Newport Beach : Visitor Bureau Offers Plan to Save Trolleys
The Newport Beach Conference and Visitors Bureau will propose a $100,000 plan to the City Council on Monday to put the Newport Trolley back on track.
“Now it’s up to the council to resume the trolley’s operation,” Edward Zintel, a bureau spokesman, said Friday.
Last month, the council voted to terminate its contract with Arizona-based American Trolley Lines when the popular but expensive trolley system failed to become self-sufficient after almost seven months of operation.
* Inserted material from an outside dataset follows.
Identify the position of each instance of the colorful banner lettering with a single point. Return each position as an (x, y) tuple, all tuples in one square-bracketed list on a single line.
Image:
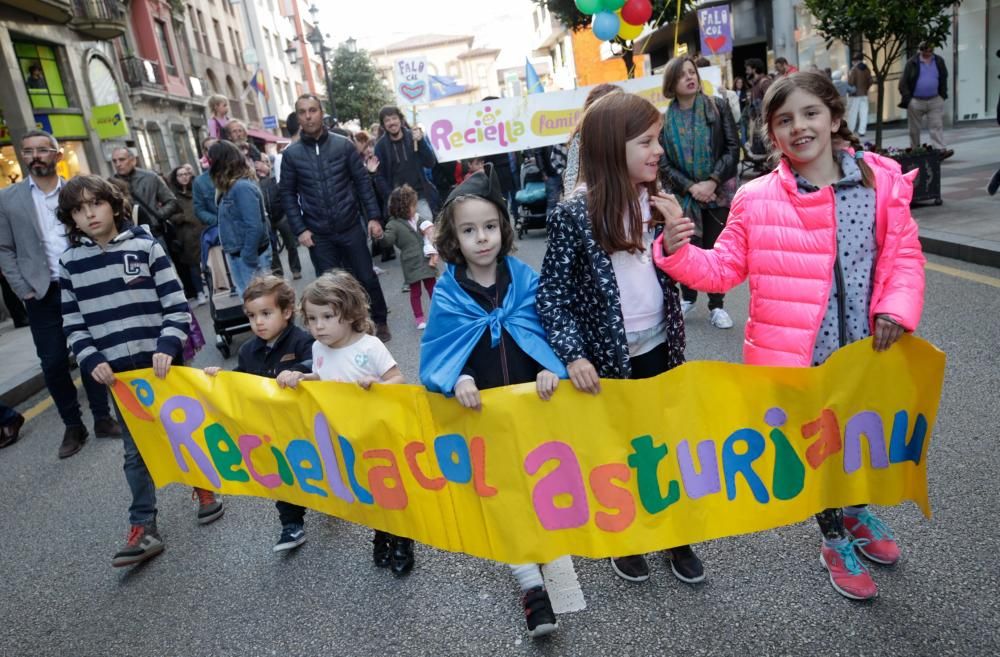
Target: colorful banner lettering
[(512, 124), (707, 450)]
Under the bureau’s plan, $50,000 from a 1% hotel service fee proposal already before the council would be used to subsidize the trolley operation for a year. The bureau would pledge another $50,000 to be raised from trolley charters, advertising revenue and other sources, according to bureau President Jerry King.
In addition, the city would be asked to pick up another $10,000 to $20,000 that would be needed to keep the trolleys running for a year, King said.
The trolley system includes trolleys operating along Coast Highway, on Balboa Peninsula and at Newport Center. Monthly costs averaged $35,000, although passenger fares offset part of that.
The trolley operation began in June, 1986, with a $50,000 grant from the Irvine Co. and a $130,000 subsidy from the city.